(bkz: Kosova)nın şirin kentidir. Bir o kadar da acılarla dolu kasabasıdır. Kenti bir nehir ortadan ikiye ayırır. Savaş sonrası bu nehir insanları da ayıran nehir olma özelliğini kazanmıştır. Yıllarca beraber oturmuş, beraber kahve içmiş beraber sohbet etmiş, boşnak, arnavut ya da sırplar politik egolar yüzünden ayrı düşmüş evlerini dostlarını sohbetlerini bırakmış köprünün öteki tarafına geçmişlerdir. Bir yanda sırplar bir yanda arnavut ve boşnaklar.
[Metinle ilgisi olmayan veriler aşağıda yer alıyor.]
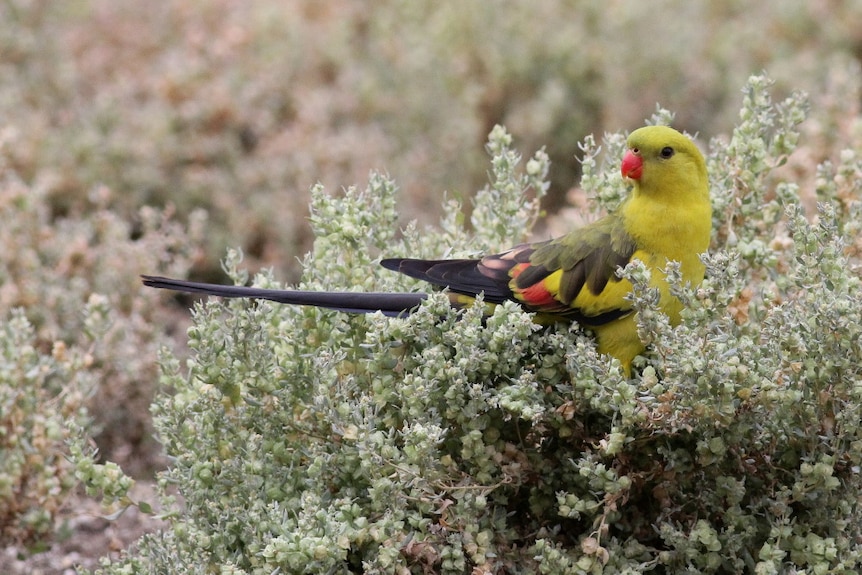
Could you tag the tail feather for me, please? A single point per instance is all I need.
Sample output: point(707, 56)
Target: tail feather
point(391, 304)
point(460, 276)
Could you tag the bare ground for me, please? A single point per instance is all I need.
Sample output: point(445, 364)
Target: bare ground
point(90, 537)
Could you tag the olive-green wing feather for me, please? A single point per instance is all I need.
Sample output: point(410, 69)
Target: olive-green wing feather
point(545, 277)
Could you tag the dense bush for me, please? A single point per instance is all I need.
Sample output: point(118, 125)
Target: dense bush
point(78, 337)
point(311, 441)
point(240, 107)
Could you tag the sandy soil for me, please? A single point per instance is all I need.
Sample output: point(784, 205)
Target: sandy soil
point(91, 537)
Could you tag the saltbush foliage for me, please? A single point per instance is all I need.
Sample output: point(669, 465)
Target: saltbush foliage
point(310, 441)
point(78, 344)
point(239, 107)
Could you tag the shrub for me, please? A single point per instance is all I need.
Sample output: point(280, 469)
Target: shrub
point(311, 441)
point(77, 345)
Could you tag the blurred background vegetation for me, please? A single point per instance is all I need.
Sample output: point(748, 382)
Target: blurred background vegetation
point(238, 108)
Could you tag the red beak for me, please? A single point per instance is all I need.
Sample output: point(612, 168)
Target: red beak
point(632, 166)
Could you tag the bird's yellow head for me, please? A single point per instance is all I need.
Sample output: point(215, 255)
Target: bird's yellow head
point(664, 162)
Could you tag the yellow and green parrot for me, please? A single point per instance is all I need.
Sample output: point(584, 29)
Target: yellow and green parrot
point(667, 217)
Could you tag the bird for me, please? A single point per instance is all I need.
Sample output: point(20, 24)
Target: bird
point(666, 217)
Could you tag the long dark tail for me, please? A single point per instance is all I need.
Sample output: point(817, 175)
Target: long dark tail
point(391, 304)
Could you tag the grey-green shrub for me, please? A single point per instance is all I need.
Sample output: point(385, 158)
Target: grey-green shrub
point(308, 441)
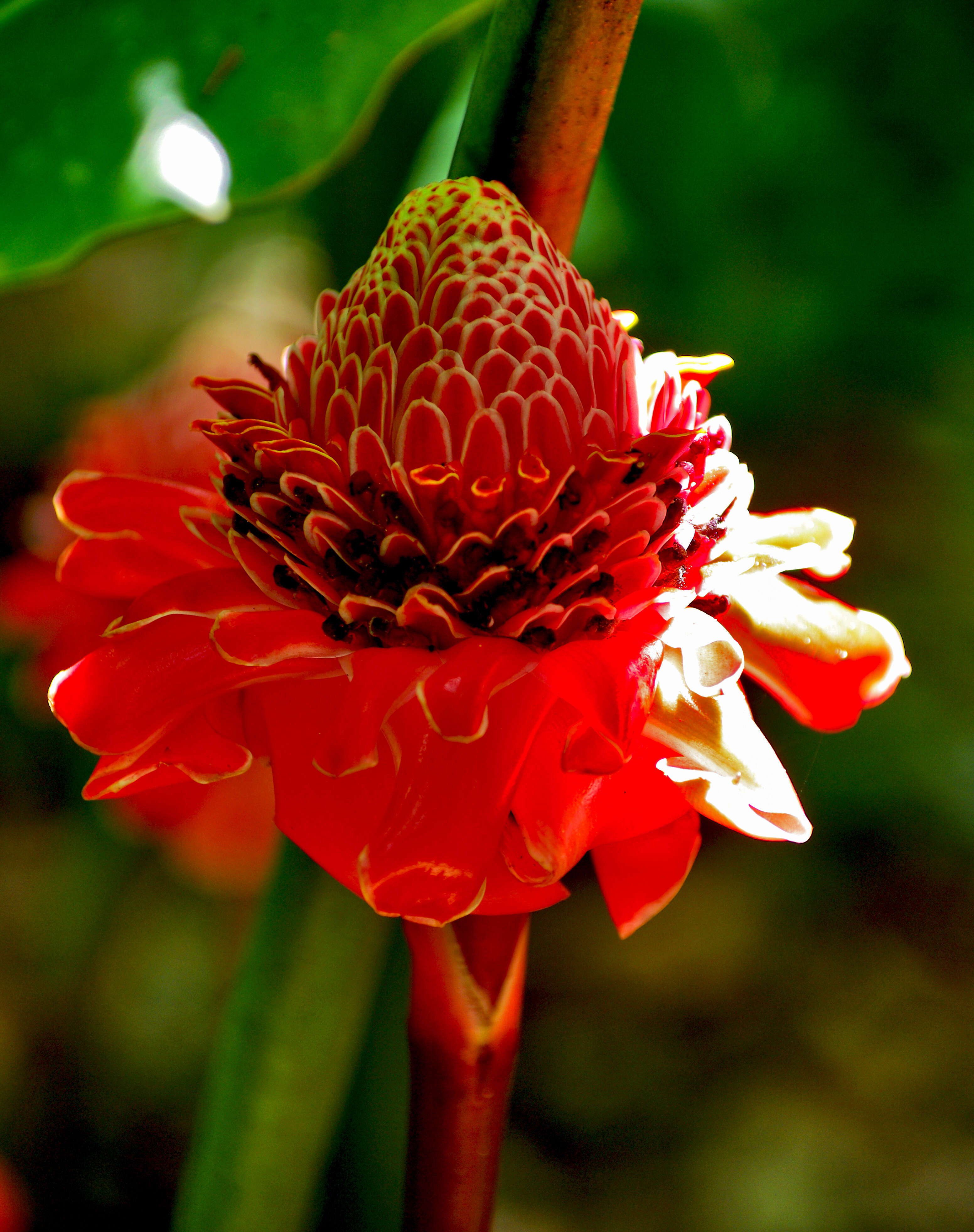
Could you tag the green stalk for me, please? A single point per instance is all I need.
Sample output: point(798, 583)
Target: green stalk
point(285, 1056)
Ortada yaklaşık 100 metre uzunluğunda bir köprü, arada ise özlenen sohbetler, arkadaşlar kalmıştır.
Kosova’nın kuzeyinde bulunan,
Kosova’nın Arnavut bölgesiyle, sırp bölgelerinin sınırları tam ortasından geçen bir şehir.
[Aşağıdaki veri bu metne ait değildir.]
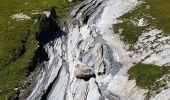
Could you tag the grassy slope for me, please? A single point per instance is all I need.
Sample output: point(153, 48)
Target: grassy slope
point(158, 9)
point(147, 74)
point(17, 39)
point(157, 14)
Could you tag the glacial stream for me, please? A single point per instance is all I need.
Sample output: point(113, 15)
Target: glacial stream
point(88, 62)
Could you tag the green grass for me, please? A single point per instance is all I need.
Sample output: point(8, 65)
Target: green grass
point(130, 32)
point(146, 75)
point(17, 39)
point(157, 14)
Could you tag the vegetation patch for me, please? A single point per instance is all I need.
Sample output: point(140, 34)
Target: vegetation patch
point(146, 75)
point(155, 12)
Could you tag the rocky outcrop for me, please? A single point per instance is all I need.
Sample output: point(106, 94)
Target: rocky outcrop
point(83, 72)
point(83, 45)
point(90, 50)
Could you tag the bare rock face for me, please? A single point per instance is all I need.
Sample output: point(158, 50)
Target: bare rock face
point(83, 72)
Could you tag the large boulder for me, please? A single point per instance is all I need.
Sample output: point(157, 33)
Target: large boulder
point(83, 72)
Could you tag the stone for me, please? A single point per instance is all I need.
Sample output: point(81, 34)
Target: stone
point(83, 72)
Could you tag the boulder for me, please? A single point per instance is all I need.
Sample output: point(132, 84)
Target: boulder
point(83, 72)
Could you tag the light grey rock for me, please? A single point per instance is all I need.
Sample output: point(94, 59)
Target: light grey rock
point(83, 72)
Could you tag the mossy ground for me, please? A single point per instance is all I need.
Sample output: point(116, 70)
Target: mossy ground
point(146, 75)
point(17, 39)
point(157, 14)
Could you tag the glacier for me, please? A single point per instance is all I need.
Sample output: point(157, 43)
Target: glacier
point(100, 58)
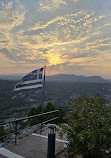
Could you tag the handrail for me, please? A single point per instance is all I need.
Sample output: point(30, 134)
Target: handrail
point(25, 118)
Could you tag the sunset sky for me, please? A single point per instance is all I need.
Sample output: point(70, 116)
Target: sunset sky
point(68, 36)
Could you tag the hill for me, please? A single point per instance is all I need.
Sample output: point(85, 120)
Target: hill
point(61, 78)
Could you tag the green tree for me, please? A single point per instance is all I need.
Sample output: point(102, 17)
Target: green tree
point(89, 128)
point(49, 107)
point(35, 111)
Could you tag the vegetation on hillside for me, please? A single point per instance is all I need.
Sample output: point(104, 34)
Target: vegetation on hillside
point(47, 108)
point(89, 127)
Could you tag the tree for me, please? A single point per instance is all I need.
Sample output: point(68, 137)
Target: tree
point(35, 111)
point(47, 108)
point(89, 128)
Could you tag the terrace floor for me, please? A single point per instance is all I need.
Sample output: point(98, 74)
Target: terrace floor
point(32, 146)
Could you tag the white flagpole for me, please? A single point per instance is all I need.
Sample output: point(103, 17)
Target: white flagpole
point(43, 96)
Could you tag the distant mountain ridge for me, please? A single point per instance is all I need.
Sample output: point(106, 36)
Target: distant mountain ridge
point(61, 78)
point(76, 78)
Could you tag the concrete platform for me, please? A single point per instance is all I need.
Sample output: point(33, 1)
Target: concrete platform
point(33, 146)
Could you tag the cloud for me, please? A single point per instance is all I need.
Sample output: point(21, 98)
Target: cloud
point(11, 15)
point(50, 5)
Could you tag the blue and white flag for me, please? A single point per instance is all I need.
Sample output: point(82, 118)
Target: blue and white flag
point(33, 80)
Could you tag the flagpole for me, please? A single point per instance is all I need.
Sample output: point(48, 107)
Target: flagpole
point(43, 98)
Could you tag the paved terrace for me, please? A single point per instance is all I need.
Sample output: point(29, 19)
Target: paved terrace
point(32, 146)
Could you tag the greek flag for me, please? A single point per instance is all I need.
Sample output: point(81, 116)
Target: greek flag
point(33, 80)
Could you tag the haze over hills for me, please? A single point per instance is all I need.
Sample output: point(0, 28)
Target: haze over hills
point(61, 78)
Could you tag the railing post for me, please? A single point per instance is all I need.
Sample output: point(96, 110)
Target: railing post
point(41, 123)
point(16, 132)
point(51, 141)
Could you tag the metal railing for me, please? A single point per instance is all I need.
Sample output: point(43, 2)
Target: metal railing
point(17, 121)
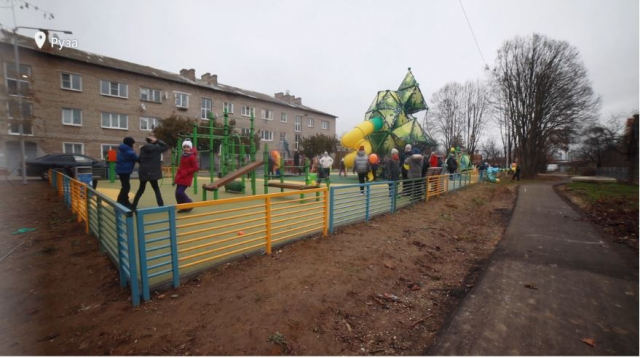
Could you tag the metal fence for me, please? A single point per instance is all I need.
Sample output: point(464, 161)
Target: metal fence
point(619, 173)
point(164, 244)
iki bölgeyide birbirleriyle bağlayan köprüleriyle meşhur-Muş. Muş. Çünkü ben bilmiyordum.
Geçen sene kosovalı dostumun düğünü için gitmiştim. sabiha gökçen üzeri aktarmalı. Tam bir gün öncesinde kosova’da sırp bölgeleriyle olaylar ve çatışma çıkmıştı. diplomatik krizleri hep var zaten, ama tansiyon son 10 yılda hiç bu kadar yükselmemişti demişlerdi. Havalimanında pasaportlarıma bakan Memur kardeş uçağa binmeden önce gözümün içine bakarak “sen istihbaratçımısın” diye fısıldamıştı. Hani neden Almanya’dan direkt uçmamışım da, istanbul üzeri uçuyormuşum diye kriz bölgesine. Ah be memur kardeş, sana o anda tabii “böylesi 100€ daha uyguna geldi, param yok. 12 saat daha uzun yolculuğu para uğruna göze aldım” diyemedim tabii, verdiğim cevap “kendini riske atacak sorular sorma kardeş” olmuştu. adamın rengi fena oynamıştı ama. yeminle diyorum.
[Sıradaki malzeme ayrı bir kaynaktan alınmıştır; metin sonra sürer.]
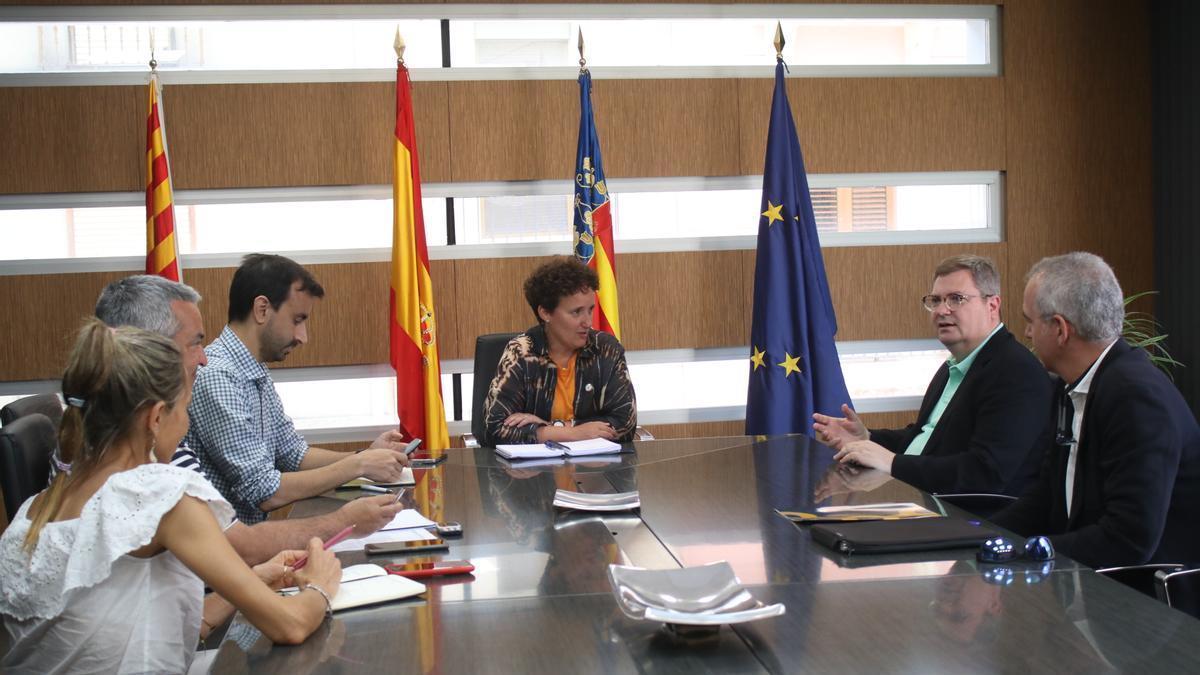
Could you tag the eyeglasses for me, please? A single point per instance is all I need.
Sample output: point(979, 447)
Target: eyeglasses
point(1001, 549)
point(954, 300)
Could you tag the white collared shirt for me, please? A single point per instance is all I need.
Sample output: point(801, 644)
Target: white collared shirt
point(1078, 395)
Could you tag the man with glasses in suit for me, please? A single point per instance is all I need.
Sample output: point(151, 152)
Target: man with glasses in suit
point(984, 414)
point(1121, 484)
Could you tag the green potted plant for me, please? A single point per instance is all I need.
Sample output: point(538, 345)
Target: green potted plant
point(1143, 330)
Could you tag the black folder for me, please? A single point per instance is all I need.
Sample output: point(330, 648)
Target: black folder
point(900, 536)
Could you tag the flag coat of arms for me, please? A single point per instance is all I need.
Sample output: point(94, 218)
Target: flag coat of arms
point(795, 369)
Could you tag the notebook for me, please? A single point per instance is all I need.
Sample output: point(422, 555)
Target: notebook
point(892, 536)
point(556, 449)
point(369, 584)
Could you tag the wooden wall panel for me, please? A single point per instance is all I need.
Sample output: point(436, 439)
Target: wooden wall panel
point(1079, 135)
point(40, 316)
point(876, 290)
point(513, 130)
point(850, 125)
point(301, 133)
point(684, 299)
point(659, 126)
point(72, 138)
point(93, 138)
point(348, 327)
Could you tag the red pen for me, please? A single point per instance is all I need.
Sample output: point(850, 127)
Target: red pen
point(330, 542)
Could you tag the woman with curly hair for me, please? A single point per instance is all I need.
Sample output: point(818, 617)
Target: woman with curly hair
point(561, 380)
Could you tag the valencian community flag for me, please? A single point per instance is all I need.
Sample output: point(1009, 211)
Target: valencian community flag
point(793, 363)
point(413, 321)
point(162, 252)
point(593, 215)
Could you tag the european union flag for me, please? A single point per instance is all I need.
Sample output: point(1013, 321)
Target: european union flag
point(793, 363)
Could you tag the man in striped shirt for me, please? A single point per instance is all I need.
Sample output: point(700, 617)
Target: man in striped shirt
point(169, 309)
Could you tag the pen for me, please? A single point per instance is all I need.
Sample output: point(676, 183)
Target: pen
point(330, 542)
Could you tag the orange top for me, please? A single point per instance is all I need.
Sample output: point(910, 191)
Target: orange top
point(564, 392)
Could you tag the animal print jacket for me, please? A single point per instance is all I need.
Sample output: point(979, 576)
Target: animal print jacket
point(526, 377)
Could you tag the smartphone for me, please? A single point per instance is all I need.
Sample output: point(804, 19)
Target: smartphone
point(419, 545)
point(420, 569)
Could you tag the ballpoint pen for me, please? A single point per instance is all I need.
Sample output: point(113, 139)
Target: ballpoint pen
point(330, 542)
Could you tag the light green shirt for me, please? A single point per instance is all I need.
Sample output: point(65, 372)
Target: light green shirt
point(958, 371)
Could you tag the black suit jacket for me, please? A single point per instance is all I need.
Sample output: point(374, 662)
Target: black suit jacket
point(991, 434)
point(1137, 495)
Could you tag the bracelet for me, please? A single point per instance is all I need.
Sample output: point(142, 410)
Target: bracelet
point(329, 603)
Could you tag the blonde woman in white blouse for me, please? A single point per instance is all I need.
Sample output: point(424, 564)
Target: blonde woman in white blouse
point(105, 571)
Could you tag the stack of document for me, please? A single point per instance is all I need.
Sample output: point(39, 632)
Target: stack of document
point(408, 526)
point(586, 501)
point(369, 584)
point(892, 511)
point(556, 449)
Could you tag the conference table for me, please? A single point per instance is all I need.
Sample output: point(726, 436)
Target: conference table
point(540, 601)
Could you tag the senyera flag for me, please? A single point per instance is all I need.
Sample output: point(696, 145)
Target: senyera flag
point(413, 320)
point(593, 215)
point(162, 252)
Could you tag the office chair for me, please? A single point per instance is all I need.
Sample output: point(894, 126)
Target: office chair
point(25, 448)
point(1180, 589)
point(983, 505)
point(46, 404)
point(489, 350)
point(1141, 578)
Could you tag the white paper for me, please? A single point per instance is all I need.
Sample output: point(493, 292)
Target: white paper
point(408, 518)
point(406, 478)
point(383, 537)
point(592, 447)
point(574, 448)
point(532, 451)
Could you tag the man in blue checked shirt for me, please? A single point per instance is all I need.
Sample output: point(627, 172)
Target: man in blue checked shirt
point(247, 447)
point(169, 309)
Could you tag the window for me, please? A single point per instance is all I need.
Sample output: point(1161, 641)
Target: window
point(509, 41)
point(648, 215)
point(648, 42)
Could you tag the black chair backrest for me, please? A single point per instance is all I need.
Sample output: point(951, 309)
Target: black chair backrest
point(25, 448)
point(1181, 590)
point(489, 350)
point(45, 404)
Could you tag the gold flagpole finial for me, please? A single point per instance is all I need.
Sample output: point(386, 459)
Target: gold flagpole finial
point(399, 45)
point(583, 63)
Mitroviça’nın kendisi sakin bir kent. Her neyse, Düğün arefesinde düğün evinde telaş melaş derkene, bi akşam tek başıma takılayım felan dedim. O bahsettiğim köprünün hemen yanıbaşında bir club vardı. Çarşılarını turlayıp, iki fırt nargile çektikten sonra o cluba doğru yürüyordum, şöyle bi baktım bi köprü var. Işıklı mışıklı böyle. E tabii mevzuyu daha Bilmiyom, bi şu tarafı da turlayayım dedim. Köprüyü geçtim, ve geçer geçmez bi bulvar başlıyor ve o bulvar sağlı sollu Sırbistan bayraklarıyla donatılmış. Ben bunu fark edene kadar şöyle bi 150metre felan yürüdüm. bu da neyin nesi felan diye şok oldum. Kosova’da kimin götü yer lan Sırbistan bayrağı asmak? bi cafenin yanından geçerken, yanılmıyorsam bitane şampiyonlar ligi eleme maçı vardı içerideki ekranlarda. Ve o ana kadar fark ettiğim tek şey bayraklar ve tiplerin bi anda bariz değişmesi. neyse girdim dükkana, kola söyledim. instagramla felan meşguldüm. Maç bitti (zaten son 10 dakkası felan oynanıyordu vardığımda) , hesabı ödemek için uzattım € banknotunu (Kosova’nın para birimi €, her ne kadar Avrupa merkez bankası açısından gayriresmi olsa da, Kosova açısından resmî) . E bu eleman bi bakış attı, bu olmaz dedi. Genç bi çocuk. 19-20 felan. Sağolsun tamam ben değiştiririm dedi, 2dk sonra dükkana elinde sırp banknotlarıyla döndü. Bu paranın üstü deyip elime uzattı. işte tam o anda çaktım. Kafama sokim dedim. Lan ben sırp tarafına geçmişim ya la. Bu kadar yakın mı, bu kadar basit mi olur ya diye kendi kendime konuşurken, götüm üç buçuk atmaya başladı. Malum haberler bas bas bağırıyordu , savaş çıkabilir. hatta Kosova’da ilk uyandığım gün silah seslerinden uyanmıştım. Şimdi yarrağı yedin kerhaneci diye paniklerken, ben artık koşmaya başladım. Hemennn köprünün diğer tarafına tekrar dönmem lazım. Artık Allah ne verdiyse, koş bakalım felan derkene ,
köprüye 5-10 metre kala 3 tane asker, ellerindeki silah ve fenerleri yüzüme doğrultup , hoooop sen ne ayaksun , niye koşuyorsun felan diye altıma sıçtırdılar. Meğerse bunlar birleşmiş milletler tarafından görevlendirilen nato’nun kfor birlikleriymiş. Pasaport, kimlik kartı felan istediler, sonra bıraktılar. Koşma diye “nazikçe” uyardılar. Ben de donumdaki 20 kilo sıçtığım bokla arnavut tarafına geri döndüm.